No Brasil, há diferentes organizações que fazem pesquisas sobre a ciência cidadã. Um exemplo é a Rede Brasileira de Ciência Cidadã, criada em 2021. Koffler, uma das fundadoras, diz que o objetivo da rede é expandir a ciência cidadã no país como campo de pesquisa e prática. Os grupos de pesquisa a ela vinculados produzem debates, guias, estudos e eventos científicos.

Existe também a plataforma de ciência cidadã Civis, que permite o cadastro de projetos que utilizam essa metodologia. Outra iniciativa é o Instituto Nacional de Ciência Cidadã (INCC), projeto aprovado em 2023. De acordo com  informações do site do Instituto, a ação visa promover o avanço do conhecimento científico e tecnológico, de caráter inter e transdisciplinar, para o desenvolvimento, inovação e a disseminação de conceitos, práticas, metodologias e usos da Ciência Cidadã no Brasil. 
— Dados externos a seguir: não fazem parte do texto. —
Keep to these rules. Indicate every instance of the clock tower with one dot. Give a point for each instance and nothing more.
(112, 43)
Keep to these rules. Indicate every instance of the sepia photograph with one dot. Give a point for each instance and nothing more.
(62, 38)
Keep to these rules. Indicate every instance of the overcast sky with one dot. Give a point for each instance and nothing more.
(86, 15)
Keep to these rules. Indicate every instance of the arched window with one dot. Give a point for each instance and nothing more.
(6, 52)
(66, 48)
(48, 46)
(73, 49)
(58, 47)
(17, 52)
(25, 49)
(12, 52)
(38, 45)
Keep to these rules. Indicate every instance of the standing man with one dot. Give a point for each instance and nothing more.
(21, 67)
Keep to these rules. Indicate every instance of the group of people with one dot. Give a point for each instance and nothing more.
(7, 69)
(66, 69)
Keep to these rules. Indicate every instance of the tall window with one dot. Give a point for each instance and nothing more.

A ciência cidadã integra as iniciativas de Ciência Aberta e promove a participação ativa das pessoas no processo científico e, consequentemente, permite a democratização científica. Essa aproximação entre a ciência e a sociedade é fundamental para que, com base em informações qualificadas, cidadãos possam ter posicionamentos e decisões políticas e pessoais conscientes.